Adjust Front Brake Lever
If you ride a bicycle you've probably already faced this annoying problem. An improperly adjusted brake lever can cause constant pressure of the pads on the rotor or, conversely, not enough pressure. Check the brake lever's adjustment and ensure it works properly.
Clean and Lubricate Caliper Pins
A lack of lubrication can cause the pins to bind up resulting in grinding or the brakes sticking or grabbing. If you need replacements try the K&L Rebuild Kit.

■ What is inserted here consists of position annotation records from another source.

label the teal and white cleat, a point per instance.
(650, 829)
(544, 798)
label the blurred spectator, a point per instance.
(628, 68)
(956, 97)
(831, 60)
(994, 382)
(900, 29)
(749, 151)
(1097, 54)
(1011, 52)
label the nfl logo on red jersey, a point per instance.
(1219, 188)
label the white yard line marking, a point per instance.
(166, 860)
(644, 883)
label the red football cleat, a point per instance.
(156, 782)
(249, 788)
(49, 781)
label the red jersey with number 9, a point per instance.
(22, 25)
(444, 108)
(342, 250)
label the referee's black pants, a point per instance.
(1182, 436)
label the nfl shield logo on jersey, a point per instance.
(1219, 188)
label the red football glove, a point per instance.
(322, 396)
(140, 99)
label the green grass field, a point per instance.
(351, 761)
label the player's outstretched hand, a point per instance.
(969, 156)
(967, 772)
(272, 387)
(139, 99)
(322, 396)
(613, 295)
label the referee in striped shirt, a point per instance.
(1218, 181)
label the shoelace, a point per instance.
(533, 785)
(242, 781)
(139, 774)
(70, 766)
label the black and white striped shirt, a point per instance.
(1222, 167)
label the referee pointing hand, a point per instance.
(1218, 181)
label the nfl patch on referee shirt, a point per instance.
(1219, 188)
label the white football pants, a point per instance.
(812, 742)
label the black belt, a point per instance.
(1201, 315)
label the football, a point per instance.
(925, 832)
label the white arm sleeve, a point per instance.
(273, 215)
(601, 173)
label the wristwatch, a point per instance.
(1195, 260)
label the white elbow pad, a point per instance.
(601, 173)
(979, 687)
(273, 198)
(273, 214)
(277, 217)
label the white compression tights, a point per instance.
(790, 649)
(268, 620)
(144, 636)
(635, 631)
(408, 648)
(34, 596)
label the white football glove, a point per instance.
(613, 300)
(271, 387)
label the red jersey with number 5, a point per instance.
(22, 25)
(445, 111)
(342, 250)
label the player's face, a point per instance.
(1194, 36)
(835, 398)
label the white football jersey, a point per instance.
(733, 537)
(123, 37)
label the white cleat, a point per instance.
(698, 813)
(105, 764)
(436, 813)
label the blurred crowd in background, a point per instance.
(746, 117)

If the seals in the caliper are bad you'll feel the brakes drag or in the case of the rear brakes, lose pressure as you push the brake pedal down. After a while, it's hard not to notice leaky seals as brake fluid leaks out and covers everything. But before getting to this stage you should have already addressed the problem.
Center and Torque Wheels
Misaligned wheels inadvertently rub along the brake pads causing dragging and wearing down one or both pads prematurely. You'll likely hear the rubbing but definitely feel it as your momentum is constantly taking a hit. If this occurs check your wheel alignment.
This is about as easy as it gets. You just might have dirty pads. During clean-up don't neglect your wheels and brake system. Clean those just as well as the rest of the bike.
Maintaining the brake system on your dirt bike or ATV is just as important as all the other maintenance needs. Regularly inspecting and replacing the brake fluid according to warranty goes a long way to reducing and even eliminating most if not all the problems discussed earlier.
Brake fluid acts as a lubricant and coolant to your brake system a component of your dirt bike or ATV that can quickly overheat and damage all the vital parts. Using the wrong brake fluid or riding with old fluid with compromised viscosity and coolant properties is directly attributed to damaged seals, worn out calipers, deteriorated brake lines and eventually a busted master cylinder.